第31話 最後の結晶

「それじゃあんまりです」

 梨木の抗議は、白い部屋の白鳥石に反響した。

「ここに白色結晶があることはすでに知られているのですから、待っていても仕方ありません」

「だからってわざわざ持ち出す方が危険でしょうが」


 こともあろうか、白陽は結晶を最上層に1人で運ぶと言う。梨木にはさっぱり理解できなかった。この部屋には結晶を守るための厳重な仕掛けがなされている。ただし、その仕掛けを相手は知っているようだが。

「向こうは貴重な結晶を無駄にはしないでしょう」

「どういうことですか? 霧絵の具製作所の結晶は全て爆破されたんですよ?」


 いつも以上に分からない人だ。白陽は返事もせず、部屋の奥の壁へ歩み寄る。壁一面、正方形の白鳥石であしらわれている。白先生は右下の隅にかがみ、石を力一杯押す。石はわずかに動いたものの、十分ではない。

「やはり1人ではだめですね。手伝ってください」

「嫌です」

 断固として譲らない梨木に、白陽は鋭い目を向ける。

「この部屋の管理人はわたしです。結晶をどう扱うか、決定権はわたしにあります」


 いつも理路整然とものを言う人が、権限を盾にする。納得がいかない。

「どの道、修復には白色結晶を使うしかないでしょう。いずれは最上層へ運ぶことになります」

「まだ修復会議は始まったばかりです。決定されてからで良いでしょう?」

「それでは遅い」

 白陽は何かを確信しているかのように言う。

「相手は必ず結晶を取りにくる。いざとなったら、わたしが使うまでます」

「あんたって人は......!」

 自ら命を落とす必要がどこにある?


「だったらおれも行きます」

「駄目です。もし彼がここに来たら、捕まえるのがあなたの仕事です。それに、あなたには大事な人がいるでしょう?」

 梨木の頭にカッと血が上った。

「あんたが死んだら誰も悲しまないとでも思ってんですか?」

 白陽は視線を落とし、深いため息をついた。観念したか。梨木は何と言われようと反対するつもりだった。

 

 だが、白陽は思っても見ないことを言い出した。

「これはわたしのわがままです」

「……何ですって?」

「もし本当に日暗が来たら、彼を止めたい」

 それは紛れもなく、個人の意志に他ならない。

「どうしても1人で行くつもりですか?」

「わたしは大事な友人を2人も失いたくはないんです」

 白陽の意志は固かった。この人はもう、何を言っても折れないだろう。

「どうなったって、知りませんよ」


 梨木は白陽と共に白鳥石に手を突いた。

 息を合わせ、全体重を掛けて石を押す。石はガタリと動いた。壁全体が震え、ガタガタと音を立て始めた。2人が側を離れると、押し込んだ石は震動し、前に迫り出た。次々と石が突き出て、ついには壁の対角線を結ぶ階段となった。

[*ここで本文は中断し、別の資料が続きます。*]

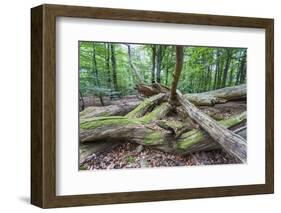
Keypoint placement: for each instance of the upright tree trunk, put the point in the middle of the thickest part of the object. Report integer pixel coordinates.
(107, 64)
(95, 70)
(81, 99)
(158, 65)
(177, 72)
(114, 72)
(153, 64)
(241, 69)
(226, 67)
(137, 74)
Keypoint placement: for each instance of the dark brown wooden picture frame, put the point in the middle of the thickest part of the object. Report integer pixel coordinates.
(43, 105)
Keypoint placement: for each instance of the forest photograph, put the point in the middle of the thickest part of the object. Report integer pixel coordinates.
(152, 105)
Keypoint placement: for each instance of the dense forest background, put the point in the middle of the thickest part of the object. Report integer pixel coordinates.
(115, 68)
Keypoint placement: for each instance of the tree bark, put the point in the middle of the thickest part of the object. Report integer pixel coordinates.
(158, 64)
(201, 99)
(137, 74)
(114, 71)
(231, 142)
(153, 63)
(116, 129)
(177, 72)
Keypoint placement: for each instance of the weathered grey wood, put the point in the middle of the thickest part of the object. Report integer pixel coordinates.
(231, 142)
(218, 96)
(116, 129)
(122, 108)
(200, 99)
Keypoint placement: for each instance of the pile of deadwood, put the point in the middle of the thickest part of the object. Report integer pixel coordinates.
(185, 124)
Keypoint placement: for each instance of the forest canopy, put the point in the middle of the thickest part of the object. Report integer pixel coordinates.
(109, 68)
(150, 105)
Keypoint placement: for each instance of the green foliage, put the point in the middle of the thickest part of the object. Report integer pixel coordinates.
(204, 69)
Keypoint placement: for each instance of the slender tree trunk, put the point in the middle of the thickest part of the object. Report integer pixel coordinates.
(81, 99)
(107, 64)
(226, 68)
(95, 70)
(241, 68)
(153, 64)
(177, 72)
(137, 74)
(114, 71)
(158, 65)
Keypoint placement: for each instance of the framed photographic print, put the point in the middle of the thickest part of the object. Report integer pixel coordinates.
(136, 106)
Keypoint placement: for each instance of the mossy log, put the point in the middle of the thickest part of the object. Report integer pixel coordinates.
(118, 129)
(200, 99)
(122, 108)
(230, 142)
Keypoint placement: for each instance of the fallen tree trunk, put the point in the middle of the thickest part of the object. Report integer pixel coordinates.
(116, 129)
(231, 142)
(218, 96)
(236, 93)
(200, 99)
(122, 108)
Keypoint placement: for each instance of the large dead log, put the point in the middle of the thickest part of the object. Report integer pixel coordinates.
(121, 108)
(231, 142)
(200, 99)
(116, 129)
(218, 96)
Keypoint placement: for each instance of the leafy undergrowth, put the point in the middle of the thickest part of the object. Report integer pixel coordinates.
(129, 155)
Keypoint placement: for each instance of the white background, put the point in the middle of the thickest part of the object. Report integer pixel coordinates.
(70, 31)
(15, 105)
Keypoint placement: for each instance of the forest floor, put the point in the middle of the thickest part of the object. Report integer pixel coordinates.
(129, 155)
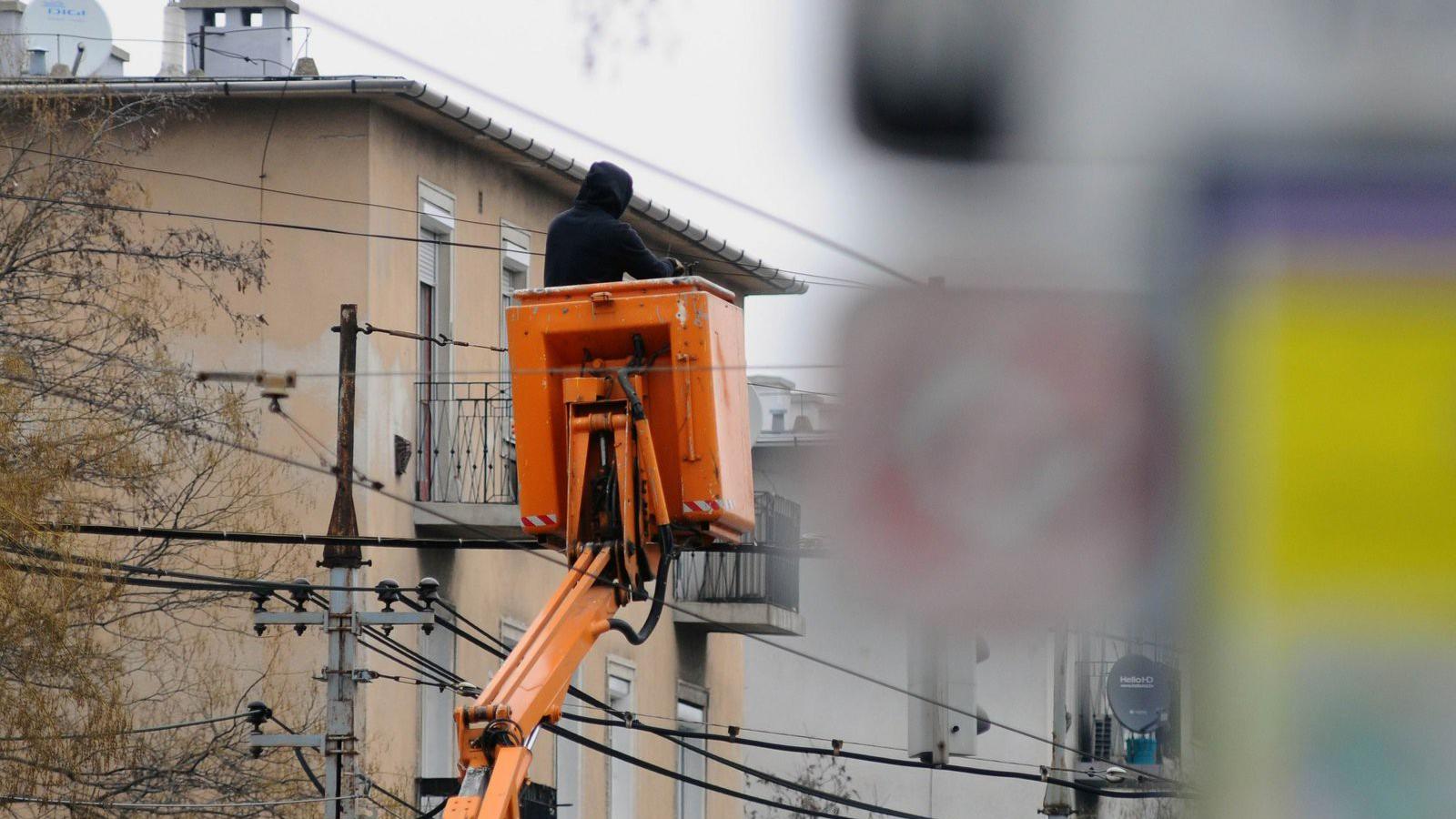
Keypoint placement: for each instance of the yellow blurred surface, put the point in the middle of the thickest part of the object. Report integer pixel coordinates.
(1336, 484)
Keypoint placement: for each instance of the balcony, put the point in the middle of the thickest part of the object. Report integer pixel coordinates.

 現れた階段を白陽が上っていく。天井へ伸びた階段はかなりの高さだが、手すりも何もない。白陽が踏み出す度、固い白鳥石がカツンと響いた。梨木は初めて目にした巨大な階段の下、見守っていた。


 白陽は1番上の石の前に立つと、白銀の鍵を鍵穴に差した。鍵を手掛かりに石戸を開く。中から取り出されたのは、美しい白色結晶だった。ケースに仕舞われていても、眩しいほどの輝きだ。だが、純白の結晶は美しいだけではない。破壊的な力を内に秘めている。


 梨木は説得できなかった自分を、不甲斐なく思った。せめて。出ていく白陽を呼び止めた。

「生きて帰ってきてください」

 白陽は何も言わず、薄く微笑んだ。